Nach Art. 79 Abs. 1 SchKG kann ein Gläubiger, der auf Rechtsvorschlag hin auf
dem Wege des ordentlichen Prozesses oder Verwaltungsverfahrens einen
definitiven Rechtsöffnungstitel erlangt hat, direkt die Fortsetzung der
Betreibung verlangen, ohne dass er das Rechtsöffnungsverfahren nach Art. 80
SchKG zu durchlaufen hätte, sofern das Dispositiv des Entscheides mit
Bestimmtheit auf die hängige Betreibung Bezug nimmt und den Rechtsvorschlag
ausdrücklich als aufgehoben erklärt wird (unveröffentlichtes Urteil E. vom
25. Juni 1999, K 40/99). Auf dem Gebiete der Sozialversicherung ist die
erstinstanzlich verfügende Verwaltungsbehörde, die kantonale Rekurs behörde
bzw. das Eidgenössische Versicherungsgericht ordentlicher Richter im Sinne
von Art. 79 SchKG, der zum materiellen Entscheid über die Aufhebung des
Rechtsvorschlages zuständig ist (BGE 119 V 331 Erw. 2b, 109 V 51).

5.
Der im erst- und im letztinstanzlichen Verfahren obsiegende Sozialversicherer
hat grundsätzlich keinen Anspruch auf Parteientschädigung, ausser bei
mutwilliger oder leichtsinniger Beschwerdeführung durch die versicherte
Person (BGE 128 V 323; SVR 2001 BVG Nr. 3 S. 11 Erw. 3d/cc).
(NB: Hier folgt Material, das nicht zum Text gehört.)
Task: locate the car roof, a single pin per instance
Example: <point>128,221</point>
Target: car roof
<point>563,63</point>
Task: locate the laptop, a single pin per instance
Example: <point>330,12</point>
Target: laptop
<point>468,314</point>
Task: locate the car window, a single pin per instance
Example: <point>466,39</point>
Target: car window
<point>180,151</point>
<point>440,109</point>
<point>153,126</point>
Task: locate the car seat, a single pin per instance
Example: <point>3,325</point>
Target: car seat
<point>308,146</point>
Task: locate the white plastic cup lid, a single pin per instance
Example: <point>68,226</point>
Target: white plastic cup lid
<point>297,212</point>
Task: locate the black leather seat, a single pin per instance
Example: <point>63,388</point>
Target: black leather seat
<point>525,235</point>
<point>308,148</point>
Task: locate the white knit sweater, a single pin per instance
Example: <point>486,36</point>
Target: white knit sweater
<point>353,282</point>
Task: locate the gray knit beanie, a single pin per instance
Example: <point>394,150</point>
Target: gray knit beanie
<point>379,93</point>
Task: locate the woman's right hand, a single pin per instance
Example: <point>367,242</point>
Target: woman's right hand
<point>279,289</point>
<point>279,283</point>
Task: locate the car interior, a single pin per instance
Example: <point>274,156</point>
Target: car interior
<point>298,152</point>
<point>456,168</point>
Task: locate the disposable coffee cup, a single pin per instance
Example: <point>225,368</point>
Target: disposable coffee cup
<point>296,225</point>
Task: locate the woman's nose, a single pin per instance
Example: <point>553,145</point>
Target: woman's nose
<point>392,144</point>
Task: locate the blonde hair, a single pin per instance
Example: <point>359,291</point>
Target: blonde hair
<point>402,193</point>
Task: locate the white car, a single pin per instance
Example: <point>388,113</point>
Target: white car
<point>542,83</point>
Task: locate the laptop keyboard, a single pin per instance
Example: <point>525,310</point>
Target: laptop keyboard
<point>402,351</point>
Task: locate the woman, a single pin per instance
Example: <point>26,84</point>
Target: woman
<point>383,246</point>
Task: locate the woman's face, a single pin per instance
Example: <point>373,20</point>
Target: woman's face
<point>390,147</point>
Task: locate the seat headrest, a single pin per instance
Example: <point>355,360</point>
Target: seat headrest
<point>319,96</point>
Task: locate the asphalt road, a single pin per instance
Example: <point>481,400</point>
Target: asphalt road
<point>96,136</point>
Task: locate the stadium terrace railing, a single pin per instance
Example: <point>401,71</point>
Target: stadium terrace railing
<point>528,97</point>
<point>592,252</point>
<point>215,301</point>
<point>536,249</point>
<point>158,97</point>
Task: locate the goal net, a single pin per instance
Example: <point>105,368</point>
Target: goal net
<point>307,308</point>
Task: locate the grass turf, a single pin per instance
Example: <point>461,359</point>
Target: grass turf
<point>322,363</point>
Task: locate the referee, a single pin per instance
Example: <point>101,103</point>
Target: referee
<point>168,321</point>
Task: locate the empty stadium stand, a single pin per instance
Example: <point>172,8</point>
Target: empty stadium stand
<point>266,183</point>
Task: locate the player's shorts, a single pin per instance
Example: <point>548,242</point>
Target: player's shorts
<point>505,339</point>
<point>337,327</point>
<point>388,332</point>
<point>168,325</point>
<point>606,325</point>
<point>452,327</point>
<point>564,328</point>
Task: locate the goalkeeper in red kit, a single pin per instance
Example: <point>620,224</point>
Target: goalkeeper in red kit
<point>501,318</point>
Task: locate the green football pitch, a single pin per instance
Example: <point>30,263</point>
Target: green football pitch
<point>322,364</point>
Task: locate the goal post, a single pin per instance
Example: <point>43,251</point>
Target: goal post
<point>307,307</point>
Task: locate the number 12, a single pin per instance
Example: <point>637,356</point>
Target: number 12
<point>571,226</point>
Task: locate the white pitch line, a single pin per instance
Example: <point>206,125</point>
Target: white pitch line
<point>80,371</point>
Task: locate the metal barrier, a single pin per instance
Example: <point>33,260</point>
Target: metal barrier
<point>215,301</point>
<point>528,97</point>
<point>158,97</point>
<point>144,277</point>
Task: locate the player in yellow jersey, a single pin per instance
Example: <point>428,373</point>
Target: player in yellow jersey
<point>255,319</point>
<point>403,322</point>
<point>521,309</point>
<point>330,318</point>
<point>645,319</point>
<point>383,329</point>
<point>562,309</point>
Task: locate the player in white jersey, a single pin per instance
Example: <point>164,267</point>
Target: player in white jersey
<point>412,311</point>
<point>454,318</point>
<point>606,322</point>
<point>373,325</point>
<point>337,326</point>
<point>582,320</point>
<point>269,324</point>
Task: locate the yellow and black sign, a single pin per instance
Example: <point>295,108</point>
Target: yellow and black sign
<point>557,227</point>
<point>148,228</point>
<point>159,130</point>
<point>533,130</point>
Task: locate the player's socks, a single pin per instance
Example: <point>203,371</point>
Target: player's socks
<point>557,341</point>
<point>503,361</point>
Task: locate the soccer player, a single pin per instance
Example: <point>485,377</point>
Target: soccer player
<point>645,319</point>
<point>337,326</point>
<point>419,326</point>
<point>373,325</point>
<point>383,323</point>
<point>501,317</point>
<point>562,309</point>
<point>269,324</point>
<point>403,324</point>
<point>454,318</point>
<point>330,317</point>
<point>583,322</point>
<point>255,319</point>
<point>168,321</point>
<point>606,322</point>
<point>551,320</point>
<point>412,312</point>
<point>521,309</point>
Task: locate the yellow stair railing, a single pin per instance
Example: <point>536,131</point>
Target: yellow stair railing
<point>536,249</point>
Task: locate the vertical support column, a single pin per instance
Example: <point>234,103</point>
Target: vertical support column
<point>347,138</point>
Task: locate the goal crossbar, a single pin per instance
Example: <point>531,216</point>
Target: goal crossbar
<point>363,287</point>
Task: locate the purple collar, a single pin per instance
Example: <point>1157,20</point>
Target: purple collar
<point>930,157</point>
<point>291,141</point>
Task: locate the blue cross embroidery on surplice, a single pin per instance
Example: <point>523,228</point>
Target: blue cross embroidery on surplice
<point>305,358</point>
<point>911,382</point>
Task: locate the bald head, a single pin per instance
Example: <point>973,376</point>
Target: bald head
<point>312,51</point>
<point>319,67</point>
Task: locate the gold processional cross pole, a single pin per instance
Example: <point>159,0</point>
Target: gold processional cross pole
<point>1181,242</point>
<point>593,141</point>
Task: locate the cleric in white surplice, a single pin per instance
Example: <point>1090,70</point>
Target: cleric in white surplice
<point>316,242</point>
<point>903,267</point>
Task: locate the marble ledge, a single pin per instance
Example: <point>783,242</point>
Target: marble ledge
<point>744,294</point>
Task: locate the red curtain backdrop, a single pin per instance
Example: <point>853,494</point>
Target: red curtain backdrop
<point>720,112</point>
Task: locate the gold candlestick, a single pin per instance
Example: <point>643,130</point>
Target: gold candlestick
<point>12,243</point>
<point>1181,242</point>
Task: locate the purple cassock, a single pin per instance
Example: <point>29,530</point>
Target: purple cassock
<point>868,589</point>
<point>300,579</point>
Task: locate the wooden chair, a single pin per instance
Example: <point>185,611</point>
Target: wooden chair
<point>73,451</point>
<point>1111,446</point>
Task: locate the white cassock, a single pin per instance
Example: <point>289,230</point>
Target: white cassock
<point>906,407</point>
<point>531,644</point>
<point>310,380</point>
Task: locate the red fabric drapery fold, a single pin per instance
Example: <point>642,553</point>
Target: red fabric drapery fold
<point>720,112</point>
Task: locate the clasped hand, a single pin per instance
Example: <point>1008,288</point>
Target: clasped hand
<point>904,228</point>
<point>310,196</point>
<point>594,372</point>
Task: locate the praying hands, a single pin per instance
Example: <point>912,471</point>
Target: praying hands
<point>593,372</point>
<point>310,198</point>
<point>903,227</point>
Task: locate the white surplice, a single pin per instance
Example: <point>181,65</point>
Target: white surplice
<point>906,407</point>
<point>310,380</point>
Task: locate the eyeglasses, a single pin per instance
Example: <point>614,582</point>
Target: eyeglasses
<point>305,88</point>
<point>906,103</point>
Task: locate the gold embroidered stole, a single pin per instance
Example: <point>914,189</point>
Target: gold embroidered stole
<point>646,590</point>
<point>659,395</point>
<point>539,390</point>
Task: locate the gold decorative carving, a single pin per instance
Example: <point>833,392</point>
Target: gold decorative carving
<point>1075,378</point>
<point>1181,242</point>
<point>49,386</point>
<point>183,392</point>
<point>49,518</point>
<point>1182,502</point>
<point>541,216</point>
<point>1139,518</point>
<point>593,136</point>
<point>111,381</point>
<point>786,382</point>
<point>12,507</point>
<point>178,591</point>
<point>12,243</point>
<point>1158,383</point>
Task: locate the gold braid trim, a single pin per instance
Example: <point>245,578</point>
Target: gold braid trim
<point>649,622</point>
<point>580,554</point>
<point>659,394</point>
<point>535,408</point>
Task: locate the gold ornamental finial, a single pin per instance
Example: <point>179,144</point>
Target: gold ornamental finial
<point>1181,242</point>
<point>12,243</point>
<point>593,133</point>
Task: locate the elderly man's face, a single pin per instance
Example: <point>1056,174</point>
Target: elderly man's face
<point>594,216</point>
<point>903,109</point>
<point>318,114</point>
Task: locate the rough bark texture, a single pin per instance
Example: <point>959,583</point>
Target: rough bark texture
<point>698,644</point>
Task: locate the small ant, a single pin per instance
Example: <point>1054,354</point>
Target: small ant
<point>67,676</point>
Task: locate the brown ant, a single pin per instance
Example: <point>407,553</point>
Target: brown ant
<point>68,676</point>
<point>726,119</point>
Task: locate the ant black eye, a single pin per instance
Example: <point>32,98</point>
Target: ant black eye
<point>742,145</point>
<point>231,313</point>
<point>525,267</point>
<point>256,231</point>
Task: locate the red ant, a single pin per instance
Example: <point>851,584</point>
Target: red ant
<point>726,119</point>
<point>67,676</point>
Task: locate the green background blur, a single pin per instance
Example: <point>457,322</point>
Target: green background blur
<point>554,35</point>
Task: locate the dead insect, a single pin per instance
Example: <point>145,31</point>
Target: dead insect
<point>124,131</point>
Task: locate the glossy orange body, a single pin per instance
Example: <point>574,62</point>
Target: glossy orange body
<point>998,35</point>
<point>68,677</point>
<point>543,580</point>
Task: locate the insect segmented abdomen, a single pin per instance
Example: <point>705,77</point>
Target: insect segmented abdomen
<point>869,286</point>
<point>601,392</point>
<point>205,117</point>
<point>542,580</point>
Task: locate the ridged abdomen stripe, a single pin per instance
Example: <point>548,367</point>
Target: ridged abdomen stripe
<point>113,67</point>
Von mutwilliger oder leichtsinniger Prozessführung (vgl. dazu BGE 128 V 324
Erw. 1b) kann im vorliegenden Fall nicht die Rede sein. Einerseits hat sich
der Beschwerdegegner weder im kantonalen noch im letztinstanzlichen Verfahren
zur Sache geäussert, andererseits hat die Vorinstanz die gegen ihn
eingereichte Klage mit dem angefochtenen Entscheid abgewiesen, was gegen die
Annahme spricht, der Beschwerdegegner habe eine offensichtlich gesetzwidrige
Position eingenommen. Der Antrag der Winterthur-Columna auf Zusprechung einer
Parteientschädigung für das erst- und das letztinstanzliche Verfahren ist
daher unbegründet.

Demnach erkennt das Eidg. Versicherungsgericht:

1.
In teilweiser Gutheissung der Verwaltungsgerichtsbeschwerde wird der
Entscheid des Verwaltungsgerichts des Kantons Zug vom 26. September 2002
aufgehoben, und der Beschwerdegegner wird verpflichtet, der
Beschwerdeführerin Fr. 682.75 nebst Zins zu 5 % seit 27. September 2001 zu
bezahlen; der Rechtsvorschlag in der Betreibung Nr. ... des Betreibungsamtes
C.________ vom 27. September 2001 wird aufgehoben, und der Beschwerdeführerin
wird definitive Rechtsöffnung erteilt.

2.
Es werden keine Gerichtskosten erhoben.

3.
Es wird keine Parteientschädigung zugesprochen.

4.
Dieses Urteil wird den Parteien, dem Verwaltungsgericht des Kantons Zug und
dem Bundesamt für Sozialversicherung zugestellt.